God uses signs everyday to point us to Himself. For traditional, historic Christians such as ourselves, we have the most powerful and readily accessible signs available to us. These are the Word of God and the Holy Sacraments, both of which are meant to point us constantly to Jesus and his saving grace. When we think of our advantages as modern Christians, it seems it would be so much easier to believe, doesn’t it? After all, we the Word of God readily available in every bookstore, even every supermarket, all over the Internet, and broadcast on the airwaves. We have churches on virtually every corner all over this country, and we have the Holy Sacrament available on a wide-scale basis. In short, we have signs literally shouting the name of Christ virtually everywhere.
Why then, are not all churches full? Why, with all the abundance of signs, is not this country, even all the world, literally bursting with vibrant enthusiasm for God?
The fact is that signs alone are not enough. Note that Christ saw the men bringing the sufferer into His midst, and “seeing their faith”, proceeded to heal him. Signs merely point out the way to us. It is up to us to follow their direction.
Whatever they may be, and however they may show up in your life, watch for your personal signs that point you to Christ. Look for signs in your own spirit that lead you to a greater awareness of His power in your life. Above all, use the signs available to us to take the right road to Christ.

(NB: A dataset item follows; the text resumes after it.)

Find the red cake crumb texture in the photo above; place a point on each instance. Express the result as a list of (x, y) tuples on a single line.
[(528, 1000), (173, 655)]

Then, when God calls us to heed a certain sign, let us all hope and pray that we have faith sufficient to take the road He has pointed out to us. It is that road that leads to our ultimate fulfillment.
Matthew 9:2 : “And, behold, they brought to him a man sick of the palsy, lying on a bed: and Jesus seeing their faith said unto the sick of the palsy; Son, be of good cheer; thy sins be forgiven thee.”